This is THE lesson that I have learned regarding my misguided departure from the church. I had worked myself into a position where the values and standards of the gospel had become a second language to me – second to the values and standards of liberal democracy. The latter had taken the place of the former as my default mindset, the habitual patterns in which I automatically and uncritically thought, spoke and acted. Through years of training and practice, I had come to evaluate and measure the church and its values according to those of liberal democracy at a deeply intuitive and emotional level rather than the other way around. I had come to feel more repugnance, offense and moral indignation at the thought of somebody violating my liberal democratic values than if they had violated those of my Mormon upbringing.
But this is not how I experienced it at the time. Precisely because of the way in which I had internalized the values of liberal democracy I uncritically experienced these values as given and beyond question. The values of liberal democracy were just “obviously” good and true. Thus, when I decided to measure the truth of the church by the values of liberal democracy, I simply experienced this process as asking “is the church true?” – an honest and innocent question. When I evaluated church policies and doctrine by the standards of liberal democracy, I very genuinely felt that I was asking “is this position right?” Similarly, when a person violated the rules of liberal democracy they were a bad person, but when another person violated the rules of Mormonism they merely had a different perspective on what was right. The very act of internalizing the rules of liberal democracy had also repressed them and the more strongly I endorsed them the more I placed them beyond question or constraint. Liberal democracy, in my mind, was not simply a tradition or perspective, but universal and timeless truth – a standing which should have been reserved for God and His church.

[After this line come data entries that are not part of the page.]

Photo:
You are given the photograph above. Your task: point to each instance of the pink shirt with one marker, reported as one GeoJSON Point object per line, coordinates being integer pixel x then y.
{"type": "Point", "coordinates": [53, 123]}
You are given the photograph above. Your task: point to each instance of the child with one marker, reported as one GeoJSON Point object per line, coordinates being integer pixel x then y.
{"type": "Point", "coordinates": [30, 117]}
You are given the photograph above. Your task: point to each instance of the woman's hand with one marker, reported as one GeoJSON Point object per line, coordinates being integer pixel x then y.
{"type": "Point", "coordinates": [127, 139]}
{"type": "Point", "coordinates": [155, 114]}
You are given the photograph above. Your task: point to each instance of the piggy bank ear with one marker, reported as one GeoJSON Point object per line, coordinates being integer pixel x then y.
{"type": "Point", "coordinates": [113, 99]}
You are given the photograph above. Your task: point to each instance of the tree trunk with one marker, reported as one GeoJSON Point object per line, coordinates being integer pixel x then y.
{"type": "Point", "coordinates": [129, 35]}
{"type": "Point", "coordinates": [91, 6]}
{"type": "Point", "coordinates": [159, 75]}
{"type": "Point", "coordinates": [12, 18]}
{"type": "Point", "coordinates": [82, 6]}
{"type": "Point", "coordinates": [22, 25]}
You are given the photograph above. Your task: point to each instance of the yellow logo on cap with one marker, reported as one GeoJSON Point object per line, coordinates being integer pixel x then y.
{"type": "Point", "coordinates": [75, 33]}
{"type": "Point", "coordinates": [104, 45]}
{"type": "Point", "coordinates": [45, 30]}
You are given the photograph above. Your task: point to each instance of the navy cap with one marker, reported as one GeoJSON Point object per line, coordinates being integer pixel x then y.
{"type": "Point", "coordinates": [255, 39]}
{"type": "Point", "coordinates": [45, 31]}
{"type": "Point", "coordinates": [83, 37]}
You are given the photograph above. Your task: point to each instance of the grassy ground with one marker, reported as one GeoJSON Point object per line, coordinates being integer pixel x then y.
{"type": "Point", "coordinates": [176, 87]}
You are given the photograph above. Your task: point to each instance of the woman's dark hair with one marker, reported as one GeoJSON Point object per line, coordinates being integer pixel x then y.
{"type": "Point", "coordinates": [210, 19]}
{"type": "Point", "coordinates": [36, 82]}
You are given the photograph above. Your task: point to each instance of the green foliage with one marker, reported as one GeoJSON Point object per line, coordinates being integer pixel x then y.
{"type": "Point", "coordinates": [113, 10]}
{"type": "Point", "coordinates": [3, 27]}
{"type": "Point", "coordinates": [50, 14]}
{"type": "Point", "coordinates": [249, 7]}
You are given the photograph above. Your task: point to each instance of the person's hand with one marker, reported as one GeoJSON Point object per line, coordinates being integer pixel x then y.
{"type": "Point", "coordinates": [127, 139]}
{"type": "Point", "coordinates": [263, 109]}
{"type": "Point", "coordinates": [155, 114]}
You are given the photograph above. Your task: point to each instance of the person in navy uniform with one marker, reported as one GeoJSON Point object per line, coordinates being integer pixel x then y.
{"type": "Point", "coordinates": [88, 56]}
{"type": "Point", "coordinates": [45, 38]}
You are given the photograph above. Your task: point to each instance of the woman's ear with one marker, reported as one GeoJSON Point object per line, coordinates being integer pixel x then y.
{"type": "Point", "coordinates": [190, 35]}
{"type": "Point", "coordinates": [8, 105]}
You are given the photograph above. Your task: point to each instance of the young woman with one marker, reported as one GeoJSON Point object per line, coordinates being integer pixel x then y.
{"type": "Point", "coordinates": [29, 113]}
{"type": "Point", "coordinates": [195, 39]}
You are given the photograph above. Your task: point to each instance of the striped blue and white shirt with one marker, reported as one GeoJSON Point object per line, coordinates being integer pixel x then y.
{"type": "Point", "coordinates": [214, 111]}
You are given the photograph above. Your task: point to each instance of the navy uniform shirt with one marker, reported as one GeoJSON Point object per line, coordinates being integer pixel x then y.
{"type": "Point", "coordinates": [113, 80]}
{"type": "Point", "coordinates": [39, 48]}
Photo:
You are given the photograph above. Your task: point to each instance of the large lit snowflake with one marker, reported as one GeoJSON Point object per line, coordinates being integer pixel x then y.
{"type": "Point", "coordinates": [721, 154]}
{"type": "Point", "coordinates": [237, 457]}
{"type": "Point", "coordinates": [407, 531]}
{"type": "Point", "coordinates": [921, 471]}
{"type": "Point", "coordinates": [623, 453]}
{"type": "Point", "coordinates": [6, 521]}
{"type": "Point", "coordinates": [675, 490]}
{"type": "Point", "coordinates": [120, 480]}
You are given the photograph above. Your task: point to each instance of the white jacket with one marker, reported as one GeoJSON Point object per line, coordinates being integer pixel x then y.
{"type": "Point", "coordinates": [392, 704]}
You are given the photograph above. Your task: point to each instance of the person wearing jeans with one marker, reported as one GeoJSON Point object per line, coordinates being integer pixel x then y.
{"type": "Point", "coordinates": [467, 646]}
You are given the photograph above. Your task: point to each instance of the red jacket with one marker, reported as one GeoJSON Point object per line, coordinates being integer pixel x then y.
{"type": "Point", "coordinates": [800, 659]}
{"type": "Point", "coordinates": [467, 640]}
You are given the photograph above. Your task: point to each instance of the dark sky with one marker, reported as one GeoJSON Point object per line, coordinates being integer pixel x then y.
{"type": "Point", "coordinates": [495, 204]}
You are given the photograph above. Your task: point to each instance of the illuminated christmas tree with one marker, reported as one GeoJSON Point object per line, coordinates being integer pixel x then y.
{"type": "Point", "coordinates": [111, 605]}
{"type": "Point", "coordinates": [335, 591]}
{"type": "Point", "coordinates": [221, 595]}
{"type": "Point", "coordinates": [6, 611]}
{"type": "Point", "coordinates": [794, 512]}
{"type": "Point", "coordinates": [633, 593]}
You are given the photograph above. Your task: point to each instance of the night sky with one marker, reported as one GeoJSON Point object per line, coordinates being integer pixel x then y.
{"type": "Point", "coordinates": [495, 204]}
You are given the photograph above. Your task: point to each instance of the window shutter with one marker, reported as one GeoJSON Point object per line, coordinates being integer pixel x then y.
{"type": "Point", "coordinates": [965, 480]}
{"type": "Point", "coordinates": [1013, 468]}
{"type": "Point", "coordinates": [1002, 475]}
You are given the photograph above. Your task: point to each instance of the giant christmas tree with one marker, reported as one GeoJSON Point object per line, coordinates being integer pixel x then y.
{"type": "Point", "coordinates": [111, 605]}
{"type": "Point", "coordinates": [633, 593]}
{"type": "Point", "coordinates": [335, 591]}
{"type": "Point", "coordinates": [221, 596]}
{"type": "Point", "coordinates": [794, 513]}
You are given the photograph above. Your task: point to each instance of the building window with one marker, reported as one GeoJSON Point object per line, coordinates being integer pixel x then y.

With hindsight, I can say with absolute conviction that one does not simply lose one’s testimony, even if it genuinely feels as if that is what is happening. Rather, one actively – albeit uncritically – beats down and erodes one’s testimony. Through training and practice, we gradually chip away at our testimonies with the hammer of the liberal democratic values we are taught in school, on t.v. and in internet forums. As we choose to evaluate and navigate the world around us by the tools of liberal democracy rather than those of the gospel, the latter not only atrophy from disuse, but are purposefully displaced by the former in their relentless take-over and re-programming of our minds. I cannot say it emphatically enough: the tradition of liberal democracy is not neutral, passive or benign when it comes to our religious convictions or any other set of competing values. It is a god which is no less jealous or hungry for the souls of men (or women) than any other.
As people in the bloggernacle critically evaluate and take inventory on their testimonies, I sincerely hope that they do not fall into the same trap I did. Our testimonies do not lose their power, except in their struggle against some other power – typically that of liberal democracy. If some such issue is placing your testimony of the church at risk, why not critically evaluate and take inventory on your testimony of that issue? I know that it can be difficult and counter-intuitive to do, but instead of judging the church for it’s lack of concern for feminist issues or it’s lack of appreciation or tolerance for open debate or some other way of measuring the church by liberal democratic standards, let’s instead measure such movements, values and institutions by those of the Lord and His prophets. To paraphrase Jacob, to be a liberal democrat is good, so long as these values and standards are constrained by the counsels of God and His prophets rather than the other way around.